1. Chocolate is often used in decadent desserts, but scientists have been trying to determine if chocolate also has health benefits and what those benefits might be. The idea that chocolate might be good for you stems from studies of the Guna, a group of people who live on islands off the coast of Panama. They have a low risk of cardiovascular disease or high blood pressure given their weight and salt intake. Researchers realised that genes weren’t the reason: those who moved away from the islands developed high blood pressure and heart disease at typical rates. Something in their island environment must have kept their blood pressure from rising.
  2. ‘What was particularly striking about their environment was the amount of cocoa they consume, which was easily ten times more than most of us would get in a typical day,’ says Dr Brent M. Egan, researcher at the Medical University of South Carolina who studies the effect of chocolate on blood pressure.
  3.  But the cocoa of the Guna is a far cry from the chocolate that most of us eat. The Guna make a drink with dried, ground cocoa beans (the seeds of the cocoa tree) with a little added sweetener. The chocolate we tend to eat, on the other hand, is made from cocoa beans that are roasted and processed in various other ways, and then combined with ingredients like whole milk.
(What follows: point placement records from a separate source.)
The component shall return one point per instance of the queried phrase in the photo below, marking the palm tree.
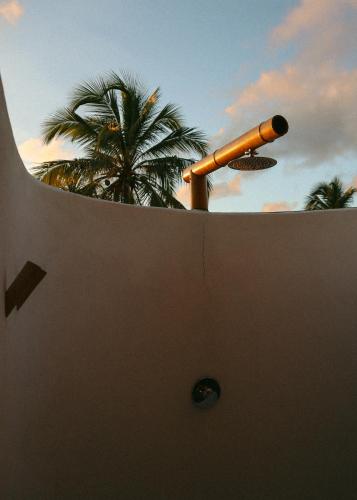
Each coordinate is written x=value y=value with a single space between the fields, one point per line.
x=134 y=150
x=329 y=195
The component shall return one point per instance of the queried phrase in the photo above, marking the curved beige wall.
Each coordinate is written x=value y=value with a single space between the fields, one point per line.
x=98 y=365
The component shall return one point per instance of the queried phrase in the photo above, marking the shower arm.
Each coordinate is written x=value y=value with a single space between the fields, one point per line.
x=195 y=174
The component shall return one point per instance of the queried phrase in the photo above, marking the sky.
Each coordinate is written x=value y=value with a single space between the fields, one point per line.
x=228 y=64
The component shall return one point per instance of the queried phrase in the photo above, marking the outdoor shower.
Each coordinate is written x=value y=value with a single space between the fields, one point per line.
x=233 y=155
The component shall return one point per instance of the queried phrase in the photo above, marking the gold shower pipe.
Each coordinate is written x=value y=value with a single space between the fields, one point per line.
x=195 y=174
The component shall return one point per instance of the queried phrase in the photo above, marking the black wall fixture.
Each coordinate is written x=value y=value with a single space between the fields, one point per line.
x=22 y=286
x=205 y=393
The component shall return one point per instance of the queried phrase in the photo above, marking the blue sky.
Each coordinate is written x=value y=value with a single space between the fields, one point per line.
x=228 y=64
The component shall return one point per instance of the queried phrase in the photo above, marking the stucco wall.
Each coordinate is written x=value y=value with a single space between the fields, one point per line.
x=98 y=365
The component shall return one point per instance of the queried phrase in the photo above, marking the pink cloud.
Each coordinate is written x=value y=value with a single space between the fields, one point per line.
x=33 y=151
x=316 y=91
x=220 y=190
x=225 y=189
x=11 y=11
x=278 y=206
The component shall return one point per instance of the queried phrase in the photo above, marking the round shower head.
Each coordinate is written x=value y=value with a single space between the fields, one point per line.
x=252 y=162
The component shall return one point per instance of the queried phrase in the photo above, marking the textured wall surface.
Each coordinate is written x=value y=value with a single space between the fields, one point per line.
x=98 y=364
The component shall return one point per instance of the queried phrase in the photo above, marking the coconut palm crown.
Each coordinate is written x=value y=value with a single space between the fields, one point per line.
x=134 y=150
x=327 y=195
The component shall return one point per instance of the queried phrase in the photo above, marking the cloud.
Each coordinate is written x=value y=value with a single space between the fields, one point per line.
x=278 y=206
x=11 y=11
x=220 y=190
x=183 y=194
x=316 y=90
x=33 y=151
x=225 y=189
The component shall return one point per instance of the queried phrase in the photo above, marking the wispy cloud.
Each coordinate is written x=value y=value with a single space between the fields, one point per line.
x=220 y=190
x=225 y=189
x=33 y=151
x=316 y=90
x=278 y=206
x=11 y=11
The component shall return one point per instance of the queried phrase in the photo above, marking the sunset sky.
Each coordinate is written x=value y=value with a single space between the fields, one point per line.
x=228 y=64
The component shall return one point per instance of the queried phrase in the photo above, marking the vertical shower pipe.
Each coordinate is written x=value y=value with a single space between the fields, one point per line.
x=195 y=174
  4. Processing can extract two main components from cocoa beans: cocoa solids and cocoa butter. Powdered cocoa is made using the solids. Chocolate is made from a combination of cocoa solids and cocoa butter. The colour of the chocolate depends partly on the amount of cocoa solids and added ingredients, such as milk. In general, though, the darker the chocolate, the more cocoa solids it contains. Researchers think the solids are where the healthy compounds are.
  5.  Over the years there have been many studies on the health effects of chocolate. ‘We have good science on chocolate, especially about dark chocolate on blood pressure,’ says Dr Luc Djoussé of Harvard Medical School and Brigham and Women’s Hospital. His research team found an overall drop in blood pressure among people who eat more chocolate. ‘The results suggest that chocolate may, in fact, lower blood pressure,’ Djoussé says. ‘This effect was even stronger among people with high blood pressure to begin with.’
  6. .Laboratory studies have uncovered several mechanisms that might explain chocolate’s benefits for heart health. However, it’s hard to prove if the chocolate that most Americans eat actually has those effects on the human body. Controlling how much chocolate people eat and tracking them over long periods is not an easy task. 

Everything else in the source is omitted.